June 12, 2009 Chris Fuller

Confronting wrong beliefs and behaviors

Dogs don’t know what they did wrong yesterday!

As Leaders we must be vigilant about our culture and when changes are needed or confrontation over beliefs or behaviors needs to occur – they need to occur as close to the behavior as possible – this is not a once a year employee review type thing.

Most people have difficulty when it comes to confrontations. When it comes to confronting beliefs it can seem even more so. They refuse to confront something immediately and allow it to build and fester until it or they blow up. They use anger as a method for emotional strength to deal with something that should have been dealt with all through the year and not just at the review. (As you can tell – I’m not a fan of the yearly review)

Without discussing the pro’s and con’s of social plurality, let me just say when it comes to business teams – we can’t have 16 dogs pulling in 16 different directions – or even 2. We need everyone pulling in one direction – one purpose, one goal, one team.

To that end (our ‘Burled Arch’) we are going to need to solidify a unified, positive and purposeful culture (again – beliefs and behaviors). To gain this focus – it’s just a fact that not every belief and behavior is going to line up and that we’re going to need to discuss this with the individual team member(s).

So how do we do it:

  1. Understand the specifics of where we believe they are off the trail.
  2. Take the mindset that most people have honest intentions
  3. Ask them to talk about their lens (belief/perspective) on that particular issue.
  4. Help them back on the trail

When you seek first to be very specific about the issues, to get their perspective and to give people the benefit of the doubt – it helps keep the confrontation on topic. Many people view correction or confrontation as an assault or a rejection of them as a person. This immediately backs that team member into a corner and we can all see the picture of a cornered dog, right? For self preservation they will almost always come out fight for self preservation.

For years I’ve taught on using the ‘sandwich method’ for confrontation – where you affirm the person (bread), deal with the issue (meat), affirm the person, their contribution / value (bread) and set points of accountability and clarity around future behavior.

For most team members – your sharing your lens and the desired lens of the future will be enough will be enough for them to see a different perspective and start the change process.

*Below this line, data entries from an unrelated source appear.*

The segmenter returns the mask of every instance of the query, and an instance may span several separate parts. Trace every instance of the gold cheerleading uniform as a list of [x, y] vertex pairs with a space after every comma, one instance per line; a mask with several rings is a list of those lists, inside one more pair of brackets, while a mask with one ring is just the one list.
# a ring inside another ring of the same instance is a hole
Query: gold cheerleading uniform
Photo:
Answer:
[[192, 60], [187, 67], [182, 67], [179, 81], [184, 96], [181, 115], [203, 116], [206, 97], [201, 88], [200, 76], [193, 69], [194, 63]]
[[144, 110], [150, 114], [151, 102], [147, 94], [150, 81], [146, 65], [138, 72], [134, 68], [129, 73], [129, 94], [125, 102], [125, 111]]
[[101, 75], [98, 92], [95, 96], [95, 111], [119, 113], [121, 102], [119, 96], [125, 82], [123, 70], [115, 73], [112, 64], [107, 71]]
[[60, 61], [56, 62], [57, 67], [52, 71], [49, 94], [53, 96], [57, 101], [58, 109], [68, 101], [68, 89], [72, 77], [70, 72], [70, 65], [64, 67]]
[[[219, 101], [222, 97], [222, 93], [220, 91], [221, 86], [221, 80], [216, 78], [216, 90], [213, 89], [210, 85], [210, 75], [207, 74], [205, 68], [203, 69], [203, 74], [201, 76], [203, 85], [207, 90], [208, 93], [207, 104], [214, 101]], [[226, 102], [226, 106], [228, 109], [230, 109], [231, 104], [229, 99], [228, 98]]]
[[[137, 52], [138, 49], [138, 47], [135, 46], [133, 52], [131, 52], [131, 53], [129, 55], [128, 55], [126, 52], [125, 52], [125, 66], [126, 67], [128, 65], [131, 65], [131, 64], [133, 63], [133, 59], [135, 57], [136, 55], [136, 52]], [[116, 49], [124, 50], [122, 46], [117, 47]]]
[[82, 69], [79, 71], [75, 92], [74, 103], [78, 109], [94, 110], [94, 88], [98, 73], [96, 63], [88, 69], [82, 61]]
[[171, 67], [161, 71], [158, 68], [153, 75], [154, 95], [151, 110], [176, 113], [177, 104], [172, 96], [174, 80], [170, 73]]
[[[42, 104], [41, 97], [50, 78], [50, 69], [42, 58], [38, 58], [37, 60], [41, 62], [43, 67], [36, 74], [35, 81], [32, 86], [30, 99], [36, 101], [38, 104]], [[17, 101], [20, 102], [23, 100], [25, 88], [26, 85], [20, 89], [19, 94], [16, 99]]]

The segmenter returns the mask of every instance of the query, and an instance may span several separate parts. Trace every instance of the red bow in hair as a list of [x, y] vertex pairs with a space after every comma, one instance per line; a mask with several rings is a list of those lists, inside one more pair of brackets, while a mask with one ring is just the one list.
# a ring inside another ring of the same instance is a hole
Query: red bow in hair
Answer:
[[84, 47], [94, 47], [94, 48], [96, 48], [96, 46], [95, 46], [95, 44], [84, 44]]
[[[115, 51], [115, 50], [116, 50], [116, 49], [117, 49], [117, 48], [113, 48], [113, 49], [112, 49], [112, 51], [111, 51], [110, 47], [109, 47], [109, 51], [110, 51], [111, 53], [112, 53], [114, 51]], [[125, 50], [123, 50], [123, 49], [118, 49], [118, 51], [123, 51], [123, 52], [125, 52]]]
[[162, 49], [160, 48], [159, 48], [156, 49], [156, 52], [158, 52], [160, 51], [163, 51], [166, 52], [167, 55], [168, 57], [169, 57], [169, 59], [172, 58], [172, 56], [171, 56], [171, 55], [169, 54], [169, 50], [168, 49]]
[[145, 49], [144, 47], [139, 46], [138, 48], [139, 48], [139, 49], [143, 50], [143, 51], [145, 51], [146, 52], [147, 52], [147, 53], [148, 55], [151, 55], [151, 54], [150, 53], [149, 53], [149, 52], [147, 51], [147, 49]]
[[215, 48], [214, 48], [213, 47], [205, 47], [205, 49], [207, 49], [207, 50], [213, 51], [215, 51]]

If a team member continues to engage in divisive behaviors or continues to hold onto beliefs that are contrary to the team and harmful to progress then we’ll need to increase the intensity and frequency of the confrontation. If it comes to it – you may even, ultimately, recommend that they run for a different team and that’s ok too – not our first choice – but we have to value the mission, we have to value the other players on the team – and we have to guard the culture!

Shorter post for today – leaving time for your Friday comments – have a great day and weekend!